“Um grande silêncio reina hoje sobre a terra; um grande silêncio e uma grande solidão” – a citação é de uma homilia do século IV, lida ano após ano no Ofício de Leitura de Sábado Santo, mas que neste Sábado Santo de pandemia se torna tão mais concreta.
A esta hora, a meio da tarde de sábado, estaria a ajudar a preparar a igreja para a missa de domingo. A voltar a pôr toalhas e flores, a mudar panos de vermelho para branco, enquanto repetiria, baixinho ou talvez não, o salmo que me estivesse destinado na vigília pascal. Depois, ainda antes da vigília, iria mudar os óleos nas âmbulas de cada paróquia, colocando os óleos novos que tinha trazido da Sé na quinta-feira.
Ir à Sé, à Missa Crismal, buscar os óleos santos para as paroquias. Entrar na imensa nave cheia de gente a cantar “Povo de reis, assembleia santa….”, encontrar amigos, cumprimentar padres conhecidos no fim da celebração é um dos meus rituais de Páscoa. Na quinta-feira à noite rezar junto do Senhor já retirado do sacrário, depois da Missa da Ceia; na sexta, o meu dia litúrgico preferido, ler o Evangelho da Paixão, beijar a Cruz; depois o silencio de sábado santo, o vazio e a esperança e a longa liturgia da vigília. E, por fim, os sinos a repique no domingo de Páscoa. Voltar a cantar o Gloria e o Aleluia.

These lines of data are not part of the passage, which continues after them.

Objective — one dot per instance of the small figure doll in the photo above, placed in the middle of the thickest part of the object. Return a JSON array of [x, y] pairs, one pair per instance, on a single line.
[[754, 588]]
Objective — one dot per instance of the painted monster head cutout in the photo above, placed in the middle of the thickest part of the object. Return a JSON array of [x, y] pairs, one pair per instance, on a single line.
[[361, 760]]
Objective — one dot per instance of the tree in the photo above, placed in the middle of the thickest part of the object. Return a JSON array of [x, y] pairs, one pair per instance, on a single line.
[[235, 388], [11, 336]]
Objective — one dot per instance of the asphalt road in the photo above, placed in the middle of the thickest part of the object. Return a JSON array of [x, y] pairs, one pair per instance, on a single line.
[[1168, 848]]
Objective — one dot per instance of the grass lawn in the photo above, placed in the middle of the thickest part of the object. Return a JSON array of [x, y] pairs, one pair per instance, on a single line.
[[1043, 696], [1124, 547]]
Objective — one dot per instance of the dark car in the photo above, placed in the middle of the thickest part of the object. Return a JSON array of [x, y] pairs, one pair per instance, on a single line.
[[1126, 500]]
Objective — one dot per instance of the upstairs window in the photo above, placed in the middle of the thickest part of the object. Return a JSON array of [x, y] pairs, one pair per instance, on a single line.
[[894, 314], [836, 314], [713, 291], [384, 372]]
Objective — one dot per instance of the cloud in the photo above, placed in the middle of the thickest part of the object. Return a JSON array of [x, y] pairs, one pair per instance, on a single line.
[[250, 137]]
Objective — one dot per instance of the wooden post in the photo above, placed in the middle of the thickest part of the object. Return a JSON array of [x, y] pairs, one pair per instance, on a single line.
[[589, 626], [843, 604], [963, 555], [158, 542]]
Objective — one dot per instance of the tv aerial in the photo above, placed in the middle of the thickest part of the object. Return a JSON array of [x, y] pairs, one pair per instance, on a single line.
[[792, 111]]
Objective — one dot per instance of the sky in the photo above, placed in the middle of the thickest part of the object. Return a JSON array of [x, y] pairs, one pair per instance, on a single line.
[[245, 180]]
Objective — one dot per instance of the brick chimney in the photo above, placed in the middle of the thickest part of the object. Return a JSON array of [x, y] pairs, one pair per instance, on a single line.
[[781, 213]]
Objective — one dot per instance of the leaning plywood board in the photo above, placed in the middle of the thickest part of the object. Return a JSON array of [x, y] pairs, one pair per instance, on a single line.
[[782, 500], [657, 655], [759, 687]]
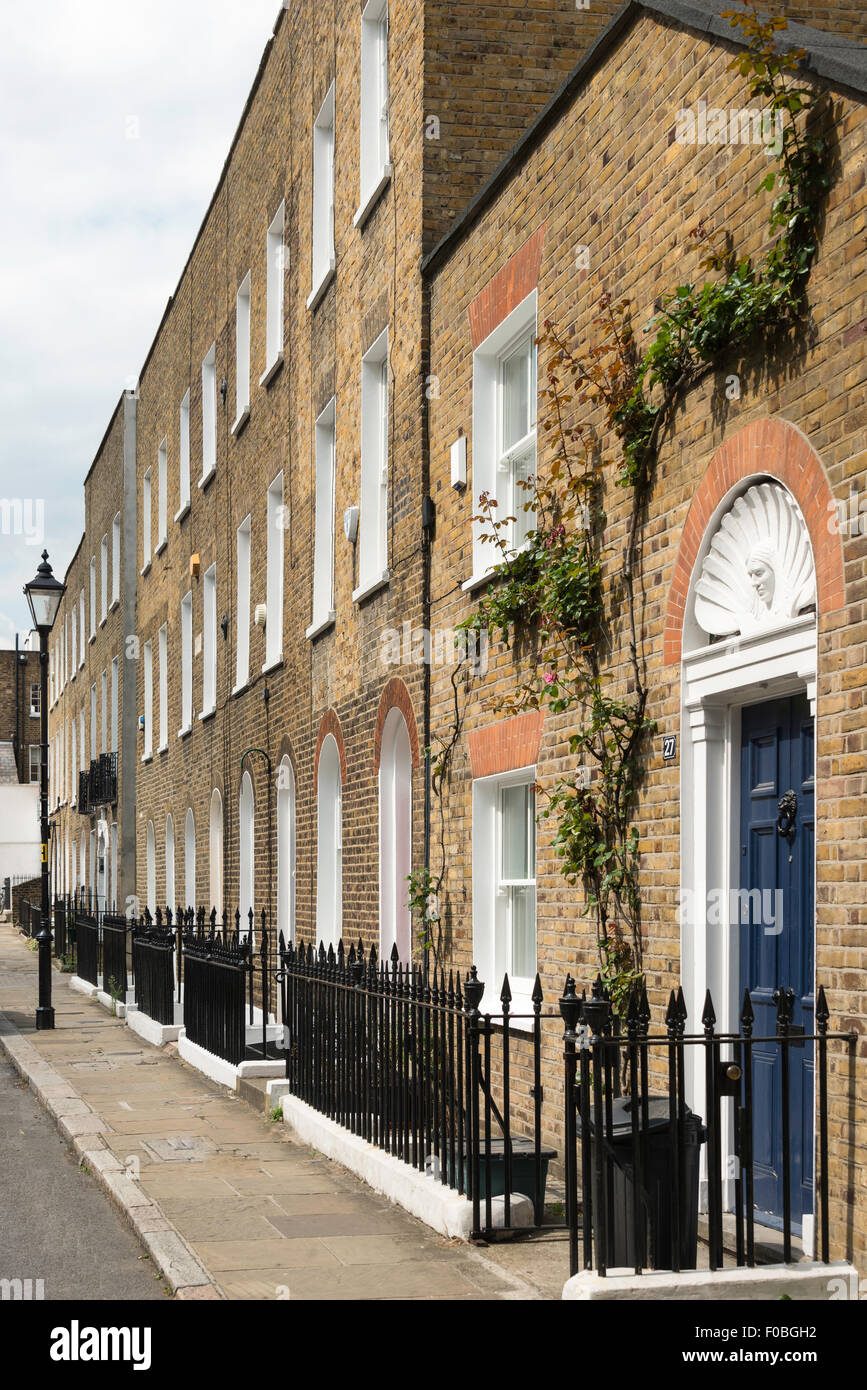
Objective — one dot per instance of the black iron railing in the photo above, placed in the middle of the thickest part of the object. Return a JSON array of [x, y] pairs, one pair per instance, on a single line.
[[405, 1059], [634, 1159], [116, 930], [88, 945], [216, 969], [153, 962]]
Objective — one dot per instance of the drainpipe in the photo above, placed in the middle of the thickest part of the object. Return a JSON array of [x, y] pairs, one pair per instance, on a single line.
[[427, 535]]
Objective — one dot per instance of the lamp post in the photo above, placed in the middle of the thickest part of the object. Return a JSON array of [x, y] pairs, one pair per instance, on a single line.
[[43, 595]]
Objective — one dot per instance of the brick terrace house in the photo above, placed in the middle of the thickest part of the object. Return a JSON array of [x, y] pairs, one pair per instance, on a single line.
[[396, 218], [282, 464], [780, 704]]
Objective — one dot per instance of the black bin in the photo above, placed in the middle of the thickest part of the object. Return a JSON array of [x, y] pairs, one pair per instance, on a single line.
[[656, 1157]]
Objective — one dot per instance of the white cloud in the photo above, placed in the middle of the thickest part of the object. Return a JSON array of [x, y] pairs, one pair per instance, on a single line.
[[95, 227]]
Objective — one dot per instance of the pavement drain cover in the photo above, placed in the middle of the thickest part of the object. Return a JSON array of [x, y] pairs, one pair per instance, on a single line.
[[184, 1148]]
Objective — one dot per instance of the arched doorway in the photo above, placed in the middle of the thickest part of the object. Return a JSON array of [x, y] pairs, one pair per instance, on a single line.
[[395, 836], [285, 849], [748, 902], [329, 844], [216, 851], [246, 841]]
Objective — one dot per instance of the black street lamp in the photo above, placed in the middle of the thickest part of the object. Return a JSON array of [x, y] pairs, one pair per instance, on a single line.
[[43, 595]]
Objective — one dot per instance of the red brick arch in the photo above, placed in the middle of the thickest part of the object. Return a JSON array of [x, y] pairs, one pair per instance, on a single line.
[[777, 449], [331, 724], [396, 697]]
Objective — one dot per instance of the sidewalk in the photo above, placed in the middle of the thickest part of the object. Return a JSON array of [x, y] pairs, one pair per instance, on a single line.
[[223, 1200]]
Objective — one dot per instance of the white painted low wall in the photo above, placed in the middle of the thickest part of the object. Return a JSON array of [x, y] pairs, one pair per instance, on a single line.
[[421, 1194], [806, 1280]]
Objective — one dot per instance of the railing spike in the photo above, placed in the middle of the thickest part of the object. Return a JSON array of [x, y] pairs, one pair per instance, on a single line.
[[709, 1018]]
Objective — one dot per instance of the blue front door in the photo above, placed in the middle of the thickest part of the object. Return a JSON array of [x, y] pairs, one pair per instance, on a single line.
[[777, 936]]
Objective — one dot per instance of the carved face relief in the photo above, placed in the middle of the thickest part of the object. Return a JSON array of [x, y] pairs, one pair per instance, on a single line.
[[762, 578], [759, 569]]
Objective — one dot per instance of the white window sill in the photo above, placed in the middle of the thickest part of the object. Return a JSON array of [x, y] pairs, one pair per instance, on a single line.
[[373, 198], [321, 626], [316, 295], [368, 590], [270, 373]]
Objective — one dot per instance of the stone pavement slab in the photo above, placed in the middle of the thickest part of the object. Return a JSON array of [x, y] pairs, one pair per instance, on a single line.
[[225, 1201]]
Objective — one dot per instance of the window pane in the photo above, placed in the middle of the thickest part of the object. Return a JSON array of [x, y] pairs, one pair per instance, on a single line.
[[516, 394], [517, 806], [524, 931]]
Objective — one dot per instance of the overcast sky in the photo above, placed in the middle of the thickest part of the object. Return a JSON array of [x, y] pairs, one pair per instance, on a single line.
[[116, 118]]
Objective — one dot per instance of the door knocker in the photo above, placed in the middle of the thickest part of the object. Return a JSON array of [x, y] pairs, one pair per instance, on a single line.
[[787, 808]]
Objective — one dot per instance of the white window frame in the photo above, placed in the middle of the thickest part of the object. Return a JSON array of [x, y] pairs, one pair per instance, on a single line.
[[104, 706], [116, 560], [324, 520], [209, 416], [103, 583], [163, 656], [184, 459], [491, 898], [114, 705], [374, 167], [486, 432], [161, 496], [209, 644], [277, 255], [147, 653], [92, 597], [242, 606], [242, 353], [186, 665], [323, 230], [274, 587], [373, 520], [146, 510]]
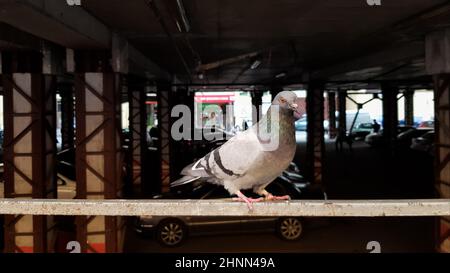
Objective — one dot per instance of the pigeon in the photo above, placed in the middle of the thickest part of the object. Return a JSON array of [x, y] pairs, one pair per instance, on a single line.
[[251, 160]]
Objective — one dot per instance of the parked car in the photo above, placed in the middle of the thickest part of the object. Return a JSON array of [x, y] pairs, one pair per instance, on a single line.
[[427, 124], [173, 231], [378, 139], [302, 125], [404, 139], [361, 131], [424, 143]]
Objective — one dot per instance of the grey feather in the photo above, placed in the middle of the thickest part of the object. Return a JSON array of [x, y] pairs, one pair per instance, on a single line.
[[244, 162]]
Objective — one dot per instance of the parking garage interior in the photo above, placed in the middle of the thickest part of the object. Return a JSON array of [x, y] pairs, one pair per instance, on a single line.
[[88, 90]]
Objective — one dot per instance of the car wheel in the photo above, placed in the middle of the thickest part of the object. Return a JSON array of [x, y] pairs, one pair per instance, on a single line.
[[290, 229], [171, 232]]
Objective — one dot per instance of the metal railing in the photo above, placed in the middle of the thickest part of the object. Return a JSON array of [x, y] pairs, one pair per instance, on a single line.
[[341, 208]]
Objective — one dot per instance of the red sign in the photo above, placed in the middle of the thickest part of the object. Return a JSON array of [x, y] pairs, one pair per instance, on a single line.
[[220, 99]]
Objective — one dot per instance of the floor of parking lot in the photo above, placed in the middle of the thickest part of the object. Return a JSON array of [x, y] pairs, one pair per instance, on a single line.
[[364, 173]]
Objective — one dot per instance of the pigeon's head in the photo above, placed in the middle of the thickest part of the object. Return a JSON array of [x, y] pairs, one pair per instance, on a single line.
[[288, 100]]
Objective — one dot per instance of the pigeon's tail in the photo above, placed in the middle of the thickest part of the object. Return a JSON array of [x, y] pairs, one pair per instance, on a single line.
[[184, 180]]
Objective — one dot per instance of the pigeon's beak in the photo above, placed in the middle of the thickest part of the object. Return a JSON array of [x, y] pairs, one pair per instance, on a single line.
[[294, 106]]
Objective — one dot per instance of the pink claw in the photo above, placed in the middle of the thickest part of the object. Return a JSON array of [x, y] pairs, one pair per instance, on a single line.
[[242, 198], [278, 198]]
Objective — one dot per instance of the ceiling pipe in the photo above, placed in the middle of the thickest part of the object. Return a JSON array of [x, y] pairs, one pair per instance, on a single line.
[[159, 18]]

Este ano tudo está a ser diferente, muito diferente. Tal como diferente está a ser a nossa vida de todos os dias. Mais ou menos confinados, procuramos novas rotinas, com saudades de tanta coisa de que nos queixávamos antes. E sobretudo com saudades de abraços e beijos que tantas vezes não dávamos.
Não vamos ter festas de família, nem passeios à serra ou à praia nesta Páscoa. Tentamos adaptar rituais – religiosos ou não – que costumavam marcar estes dias. Contudo, falta-nos qualquer coisa, falta-nos a gente, os toques, os sorrisos e os olhares, o cheiro do incenso e até a tosse que provoca em alguns, falta-nos o coro mais ou menos afinado, falta-nos a comunidade que é necessária à festa.
Mas havemos de ter espírito, amor e perseverança para viver estes dias, todos estes dias, que não sabemos quanto meses serão. Vivê-los como um longo, muito longo sábado santo, como um vazio, habitado por um silêncio de esperança, por uma certeza de que cada um tem de fazer o possível e até o que parecia impossível em função do bem todos.
Tudo vai ficar bem tornou-se o slogan deste tempo. Infelizmente, não vai ficar tudo bem para todos. Importa é ter o cuidado de não deixar ninguém para trás e ter capacidade de recomeçar. É isso que é a Páscoa, um recomeço, um novo começo, uma boa noticia que muda a vida. E havemos de chegar à Páscoa, mesmo que agora nos pareça muito mais longe do que o dia de amanhã.